As a practitioner I always hope that the benefits of helping my clients to improve their use of analytical technologies will be somehow passed to their customers. Most of the applications of analytics are geared in that direction. The whole idea of analytics is to enable you to serve your customers better than your competitor, so that you get in return their purchasing loyalty, and a larger share of their wallets.
However, not all users of analytics think that way. Some are only interesting about what they can get out of it, and customers are there to be milked for all its worth.
And if readers want corporate example for this - just look down the Wall street!
It has been known that investment banks have been using analytics and data mining heavily. And not necessarily just as a value add to the customer but primarily to support various trading strategies. Analytics are being used to the abundance of market information to figure transaction flows, trends, whether the market will turn bullish or bearish, and to figure out excess returns. In other words they are using powerful analytical capabilities coupled with super-computing power to game the system.

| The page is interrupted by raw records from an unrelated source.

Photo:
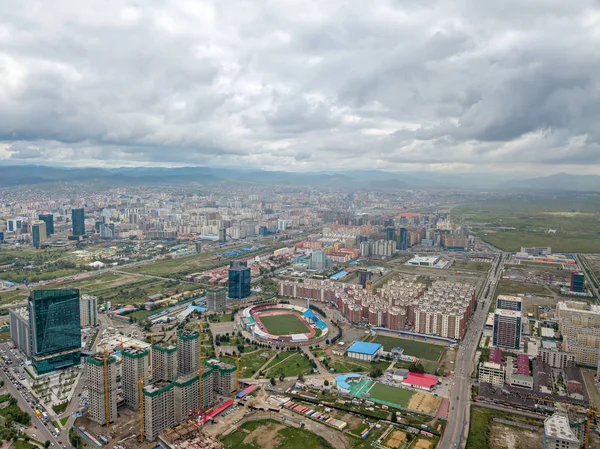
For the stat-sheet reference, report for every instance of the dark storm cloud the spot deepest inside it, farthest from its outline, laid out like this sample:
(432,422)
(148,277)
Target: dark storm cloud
(302,84)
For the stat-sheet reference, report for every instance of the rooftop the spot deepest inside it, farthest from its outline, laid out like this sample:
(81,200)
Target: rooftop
(363,347)
(508,313)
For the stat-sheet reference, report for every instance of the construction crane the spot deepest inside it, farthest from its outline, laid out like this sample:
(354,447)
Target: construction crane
(141,400)
(201,401)
(106,389)
(589,412)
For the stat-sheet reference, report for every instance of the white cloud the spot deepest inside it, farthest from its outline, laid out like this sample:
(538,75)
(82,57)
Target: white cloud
(423,84)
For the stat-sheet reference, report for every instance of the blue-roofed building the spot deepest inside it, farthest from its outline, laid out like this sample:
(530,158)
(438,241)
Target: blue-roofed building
(342,381)
(362,350)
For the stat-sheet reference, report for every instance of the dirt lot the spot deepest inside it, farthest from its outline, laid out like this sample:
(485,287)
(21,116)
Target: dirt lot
(422,444)
(530,303)
(266,436)
(507,437)
(424,402)
(396,439)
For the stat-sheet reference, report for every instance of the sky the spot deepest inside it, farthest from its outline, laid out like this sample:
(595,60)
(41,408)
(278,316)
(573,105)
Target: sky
(302,85)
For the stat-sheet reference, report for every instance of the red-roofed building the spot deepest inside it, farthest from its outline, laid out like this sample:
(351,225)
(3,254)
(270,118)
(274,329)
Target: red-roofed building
(523,365)
(496,356)
(418,380)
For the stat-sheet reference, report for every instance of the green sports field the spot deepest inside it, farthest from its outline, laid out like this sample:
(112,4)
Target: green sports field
(391,395)
(284,324)
(422,350)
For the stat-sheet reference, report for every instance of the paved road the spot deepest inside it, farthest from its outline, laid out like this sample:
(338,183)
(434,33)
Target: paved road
(457,427)
(42,433)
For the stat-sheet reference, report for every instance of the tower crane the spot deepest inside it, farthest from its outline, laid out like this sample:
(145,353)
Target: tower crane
(141,400)
(590,411)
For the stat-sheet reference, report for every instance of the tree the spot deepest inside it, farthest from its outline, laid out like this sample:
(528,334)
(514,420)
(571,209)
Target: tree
(375,372)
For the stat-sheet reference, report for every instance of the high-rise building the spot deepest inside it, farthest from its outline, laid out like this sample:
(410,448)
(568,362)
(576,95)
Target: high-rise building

While it is illegal to trade on insider knowledge about company finances, some of the investment banks are trading on insider knowledge about market order flow. Economists have a term for that: “rent seeking” which extracts billions from the market without putting anything back. Good example for this term is if you have big land with large river that runs through it, and you put chain across demanding fee for any boat that passes through. Value has been extracted but no value has been given back!

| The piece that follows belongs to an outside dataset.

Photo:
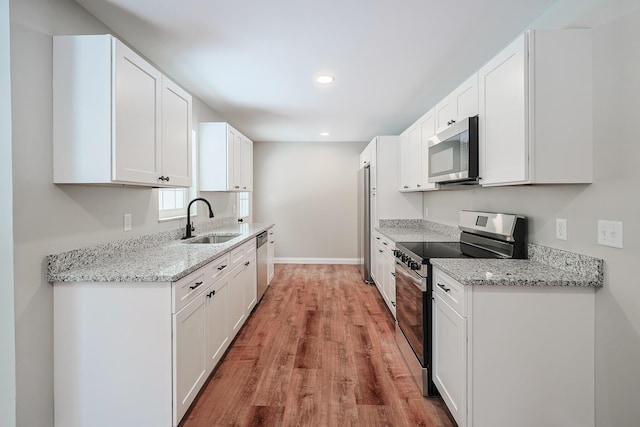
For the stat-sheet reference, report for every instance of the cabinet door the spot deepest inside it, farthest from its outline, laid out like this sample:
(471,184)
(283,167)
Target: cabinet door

According to US senate sub-committee, which produced 639-page report on the 2008 financial crisis and Wall Street role in it - which provided evidence that some of the Wall Street's darlings were selling securities to clients based on very shaky and volatile bonds, that they knew they will blow-up. So, they unloaded it as fast as they could on their clients, while at a same time there were betting on these bonds to fold. Scam!

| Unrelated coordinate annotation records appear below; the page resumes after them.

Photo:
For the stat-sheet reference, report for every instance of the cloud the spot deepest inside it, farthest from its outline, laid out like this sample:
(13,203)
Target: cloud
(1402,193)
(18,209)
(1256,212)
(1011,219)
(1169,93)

Rolling Stone contributing editor Matt Taibbi says: Only reason this is controversial and we even asking if banking execs should be jailed, is because this is a financial service company, and things are not as obvious if this would be some other industry. If this was a car dealership – for instance – there would be no question”.
Taibbi continues: “Imagine if you are Ford dealership and you get a full inventory of Ford Broncos that have brake defect and you decide not only to sell them, but also to give bonuses to your sales people who sell these defective products to encourage them to sell more. And then you go out and take life insurance policies on drivers of these cars you have sold to!”
That’s exactly what has happened here.
And as for analytics here – well, you can use a screwdriver to fix a lot of things around the house, but you can also use it to take someone’s wallet. It is just a thing, and how will it be used depends of the user's intent.